The survivors were all teens at the time, and after their rescue and extended psychological treatment, they eventually went their separate ways and made lives for themselves. But none are truly happy, and none can really explain what happened on that terrible day at Red Peak.
Through chapters that alternate between Beth, David, and Deacon’s perspectives, we learn about their varied current lives — Beth is a psychologist, Deacon an up-and-coming rock star, and David a cult exit counselor. We also see the characters start to allow their memories to resurface, so we get the backstory of the Family of the Living Spirit, its road to ruin, and the events of the final day in bits and pieces, until they eventually add up to a disturbing, terrible whole.
While there is a mysterious supernatural (religious?) element that comes into play, for me the true impact of this book lies in the description of the Family of the Living Spirit’s trajectory toward destruction. When we’re introduced to this community, they are a peaceful, religious, spiritual group living off the land on a small farm, devoted to the worship of the Living Spirit, but also living a joyful, celebratory life.

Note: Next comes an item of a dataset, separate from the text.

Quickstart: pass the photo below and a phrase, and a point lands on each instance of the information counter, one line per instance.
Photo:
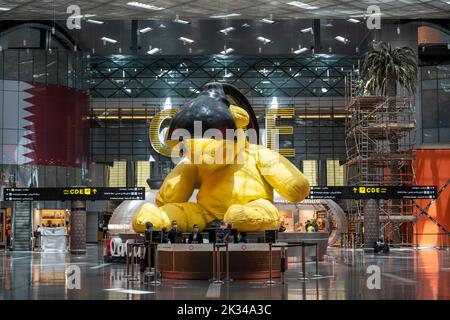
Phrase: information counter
(195, 261)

It’s only when the pastor discovers a miracle in the desert that the group’s emphasis on gaining eternal life kicks into high gear. With growing fervor for the apocalypse and their crossing over, the congregation evolves quickly into a doomsday cult. Choices are removed, blind obedience is emphasized, and increasingly destructive behaviors are held up as testaments to faith. It’s horrible, especially as we see these events through the eyes of people who were children at the time.
I’m not sure that I loved the climax and conclusion of The Children of Red Peak. The story of the cult and its destructive power is the true horror — for me, the addition of a supernatural element seems almost beside the point. Yes, it’s all very scary and horrifying, but even if this story were just about the delusions and failings of a group of brainwashed people, it would be just as scary and horrifying.
Maybe even more so?
The ending gives us a way out, so to speak. It allows for the possibility that the group’s beliefs might actually have had some sort of fulfillment, in its own awful way. And truly, there are no excuses. Whether the events were the work of a supernatural or divine being, it still resulted in suffering, death, and the permanent psychological damage done to the children who survived.
The Children of Red Peak is thought-provoking and utterly devastating. I came to really care about the characters, and found the entire story and the characters’ various endings heart-breaking and tragic.
This is a powerful read, and I just wish I had someone to talk about it with! Craig DiLouie is a gifted writer, and I will gladly read whatever he writes next.